Email services and tool became a huge hit back in the 1990s when founders Jack Smith and Sabeer Bhatia launched Hotmail. It was one of the first webmail services on the internet along with Yahoo! Mail which was then known as Four11’s RocketMail. The ability to access your inbox from anywhere in the world was exhilarating. However, as technologies progressed, new iterations and pretty soon market leaders such as AOL, Gmail vs. Outlook emerged.

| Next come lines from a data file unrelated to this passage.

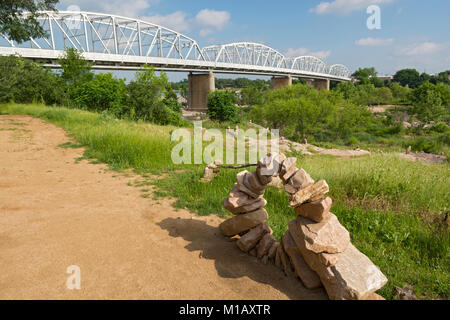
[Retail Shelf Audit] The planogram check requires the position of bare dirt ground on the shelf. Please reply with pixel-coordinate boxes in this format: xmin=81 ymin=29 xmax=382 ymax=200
xmin=0 ymin=116 xmax=327 ymax=299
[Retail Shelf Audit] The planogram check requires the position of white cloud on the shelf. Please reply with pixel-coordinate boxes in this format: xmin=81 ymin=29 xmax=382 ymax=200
xmin=285 ymin=48 xmax=331 ymax=60
xmin=58 ymin=0 xmax=159 ymax=18
xmin=395 ymin=41 xmax=449 ymax=57
xmin=355 ymin=37 xmax=394 ymax=47
xmin=141 ymin=11 xmax=189 ymax=32
xmin=195 ymin=9 xmax=231 ymax=37
xmin=309 ymin=0 xmax=394 ymax=14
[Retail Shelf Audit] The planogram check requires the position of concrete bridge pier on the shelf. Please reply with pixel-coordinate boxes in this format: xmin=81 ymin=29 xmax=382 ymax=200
xmin=188 ymin=72 xmax=216 ymax=112
xmin=270 ymin=76 xmax=292 ymax=90
xmin=313 ymin=79 xmax=330 ymax=91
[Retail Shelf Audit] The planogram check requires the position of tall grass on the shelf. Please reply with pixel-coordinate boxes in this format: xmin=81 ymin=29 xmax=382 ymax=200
xmin=0 ymin=104 xmax=179 ymax=173
xmin=0 ymin=104 xmax=450 ymax=299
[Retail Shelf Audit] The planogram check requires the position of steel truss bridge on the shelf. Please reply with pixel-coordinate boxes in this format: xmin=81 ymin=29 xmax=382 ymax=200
xmin=0 ymin=11 xmax=350 ymax=81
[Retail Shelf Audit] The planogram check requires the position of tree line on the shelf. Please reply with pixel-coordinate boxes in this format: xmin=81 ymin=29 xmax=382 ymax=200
xmin=0 ymin=49 xmax=184 ymax=125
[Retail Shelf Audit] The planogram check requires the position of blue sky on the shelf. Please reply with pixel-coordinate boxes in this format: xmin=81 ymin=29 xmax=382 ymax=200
xmin=58 ymin=0 xmax=450 ymax=78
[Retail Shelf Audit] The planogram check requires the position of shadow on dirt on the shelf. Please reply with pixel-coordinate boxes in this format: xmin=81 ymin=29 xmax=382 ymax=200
xmin=157 ymin=218 xmax=327 ymax=300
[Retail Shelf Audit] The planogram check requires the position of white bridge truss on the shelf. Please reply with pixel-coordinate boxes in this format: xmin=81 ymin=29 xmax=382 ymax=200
xmin=0 ymin=11 xmax=350 ymax=81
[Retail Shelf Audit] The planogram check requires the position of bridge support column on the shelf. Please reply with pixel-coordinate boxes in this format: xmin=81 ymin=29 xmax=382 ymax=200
xmin=270 ymin=76 xmax=292 ymax=90
xmin=313 ymin=79 xmax=330 ymax=91
xmin=188 ymin=72 xmax=216 ymax=112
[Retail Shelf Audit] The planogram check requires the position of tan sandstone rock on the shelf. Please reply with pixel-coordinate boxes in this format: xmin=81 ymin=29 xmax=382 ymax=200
xmin=258 ymin=153 xmax=286 ymax=178
xmin=280 ymin=157 xmax=298 ymax=181
xmin=289 ymin=220 xmax=387 ymax=300
xmin=236 ymin=170 xmax=264 ymax=198
xmin=294 ymin=197 xmax=333 ymax=222
xmin=289 ymin=220 xmax=339 ymax=270
xmin=289 ymin=180 xmax=330 ymax=208
xmin=256 ymin=167 xmax=273 ymax=185
xmin=228 ymin=183 xmax=262 ymax=208
xmin=236 ymin=223 xmax=271 ymax=252
xmin=282 ymin=230 xmax=322 ymax=289
xmin=222 ymin=198 xmax=267 ymax=214
xmin=297 ymin=213 xmax=350 ymax=253
xmin=284 ymin=169 xmax=314 ymax=194
xmin=219 ymin=208 xmax=269 ymax=237
xmin=244 ymin=172 xmax=266 ymax=194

According to a recent study by Campaign Monitor, there are over 3.9 billion active email users. Quite frankly, the actual numbers exceed the total number of social media users in the world. Moreover, American workers have been widely reported to receive an average of 126 emails per day, with nearly 60 billion junk emails forecasted to be sent each day in the next 4 years. Furthermore, IBM reports that up to 60% of all emails today are be accessed through mobile devices with variations pertaining to industry type.
In light of this information, let’s take a quick look at a brief comparative analysis between top contenders, namely Gmail vs. Outlook, to see which one is working effectively in 2021:
These days, most users simply hate ads popping out to disturb them and make them lose their concentration. Hence some of us even use ad-blocking services and tools. When it comes to ads on email services, it is a known fact that using a free account will get you exposed to an overflow of them coming at you in all directions. In Gmail, ads appear at the top of your inbox with the word “Ad” mentioning their intent and purpose.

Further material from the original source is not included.